Like pp suggested, can you buy the same book for new babies and just say something like "so and so said how much they loved this book with their baby so now I always give this one to all new babies now" then there is no head space given to it, and can get it cheap in The Works or similar.

I only buy first birthday presents for my 3 closest friends, but not xmas or birthday unless we happen to be seeing them in person at the time.

stackemhigh · 22/04/2021 12:55

She sounds bloody grabby!

No more presents, only for those who you are close to and those who remember you on birthday and Christmas.

drpet49 · 22/04/2021 12:56

* You should stop sending birthday presents for a start, unless you are invited to a birthday party or a christening, no present is needed!*

^Oh sorry, I didn’t realise that the universal rule Hmm.

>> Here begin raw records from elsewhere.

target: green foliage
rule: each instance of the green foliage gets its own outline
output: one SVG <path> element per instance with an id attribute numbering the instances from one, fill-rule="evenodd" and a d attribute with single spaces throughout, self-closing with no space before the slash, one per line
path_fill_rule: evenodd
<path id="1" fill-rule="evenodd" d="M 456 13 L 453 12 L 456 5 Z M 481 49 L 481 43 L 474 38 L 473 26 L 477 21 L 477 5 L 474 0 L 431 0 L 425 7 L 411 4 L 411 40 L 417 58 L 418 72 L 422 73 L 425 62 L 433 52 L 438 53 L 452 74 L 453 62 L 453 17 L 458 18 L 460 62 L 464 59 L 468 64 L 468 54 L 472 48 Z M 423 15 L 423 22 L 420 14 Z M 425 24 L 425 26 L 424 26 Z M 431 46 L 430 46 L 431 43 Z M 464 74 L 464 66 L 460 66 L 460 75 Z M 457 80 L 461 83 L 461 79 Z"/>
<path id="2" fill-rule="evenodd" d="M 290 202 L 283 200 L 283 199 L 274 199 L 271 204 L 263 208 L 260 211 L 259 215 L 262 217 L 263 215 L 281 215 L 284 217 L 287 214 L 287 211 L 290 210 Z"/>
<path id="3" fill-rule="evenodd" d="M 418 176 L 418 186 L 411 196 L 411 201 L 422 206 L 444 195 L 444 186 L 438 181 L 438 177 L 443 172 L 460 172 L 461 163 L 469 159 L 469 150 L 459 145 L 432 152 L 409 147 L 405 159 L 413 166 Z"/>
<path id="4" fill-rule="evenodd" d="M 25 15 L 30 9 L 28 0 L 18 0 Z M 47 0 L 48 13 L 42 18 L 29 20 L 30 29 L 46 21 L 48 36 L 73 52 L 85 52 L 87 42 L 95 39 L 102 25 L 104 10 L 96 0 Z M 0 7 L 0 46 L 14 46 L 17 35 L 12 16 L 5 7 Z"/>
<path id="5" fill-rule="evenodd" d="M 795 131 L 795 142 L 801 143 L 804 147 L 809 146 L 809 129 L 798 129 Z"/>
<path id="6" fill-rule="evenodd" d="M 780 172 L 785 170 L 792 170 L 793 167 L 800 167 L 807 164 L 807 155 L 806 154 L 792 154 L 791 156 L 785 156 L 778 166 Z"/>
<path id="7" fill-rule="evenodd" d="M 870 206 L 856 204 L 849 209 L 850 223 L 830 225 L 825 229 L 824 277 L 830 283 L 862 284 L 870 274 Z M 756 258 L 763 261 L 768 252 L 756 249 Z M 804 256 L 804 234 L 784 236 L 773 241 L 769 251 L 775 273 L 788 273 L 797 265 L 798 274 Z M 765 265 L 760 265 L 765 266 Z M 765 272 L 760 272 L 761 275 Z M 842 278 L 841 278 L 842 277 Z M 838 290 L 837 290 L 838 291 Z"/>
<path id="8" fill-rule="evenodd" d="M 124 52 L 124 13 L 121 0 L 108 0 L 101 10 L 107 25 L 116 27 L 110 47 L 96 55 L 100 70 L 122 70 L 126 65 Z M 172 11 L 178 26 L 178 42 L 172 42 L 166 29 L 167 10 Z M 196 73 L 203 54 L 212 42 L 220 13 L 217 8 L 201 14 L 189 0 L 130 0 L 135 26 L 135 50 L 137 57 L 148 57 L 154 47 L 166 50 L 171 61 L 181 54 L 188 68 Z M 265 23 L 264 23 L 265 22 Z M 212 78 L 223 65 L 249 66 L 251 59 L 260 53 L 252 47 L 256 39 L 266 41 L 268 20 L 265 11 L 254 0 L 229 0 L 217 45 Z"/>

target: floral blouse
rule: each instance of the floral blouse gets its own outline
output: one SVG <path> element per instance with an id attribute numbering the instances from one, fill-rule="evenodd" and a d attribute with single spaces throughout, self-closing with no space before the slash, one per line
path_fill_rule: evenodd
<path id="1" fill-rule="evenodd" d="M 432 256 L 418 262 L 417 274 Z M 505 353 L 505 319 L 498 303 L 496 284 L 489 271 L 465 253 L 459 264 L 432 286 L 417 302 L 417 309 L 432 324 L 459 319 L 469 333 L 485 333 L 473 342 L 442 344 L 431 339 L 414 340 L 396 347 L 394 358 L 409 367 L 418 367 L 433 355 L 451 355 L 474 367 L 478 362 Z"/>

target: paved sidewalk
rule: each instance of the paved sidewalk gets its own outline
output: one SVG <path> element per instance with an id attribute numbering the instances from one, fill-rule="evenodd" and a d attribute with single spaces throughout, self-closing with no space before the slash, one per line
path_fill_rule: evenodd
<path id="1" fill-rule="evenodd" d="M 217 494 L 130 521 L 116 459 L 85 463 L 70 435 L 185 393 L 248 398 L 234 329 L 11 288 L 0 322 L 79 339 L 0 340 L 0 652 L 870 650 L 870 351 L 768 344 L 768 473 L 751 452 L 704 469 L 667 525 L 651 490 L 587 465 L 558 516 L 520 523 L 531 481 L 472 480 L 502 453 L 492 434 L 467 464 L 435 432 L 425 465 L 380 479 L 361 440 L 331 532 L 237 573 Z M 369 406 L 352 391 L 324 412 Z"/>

If people want to, what is the problem?

FrancesFlute · 22/04/2021 12:56

Pregnant with my second and although the gifts I got with my first were lovely and appreciated, I hope next time I don't get anything! I got so many bunches of flowers I became stressful as I didn't have many vases and places to put them, as well as not having the energy to stand and snip/put them in. Best present for me would be food such as an evening meal or as PP suggested, a nice big slab of chocolate or a slice of cake!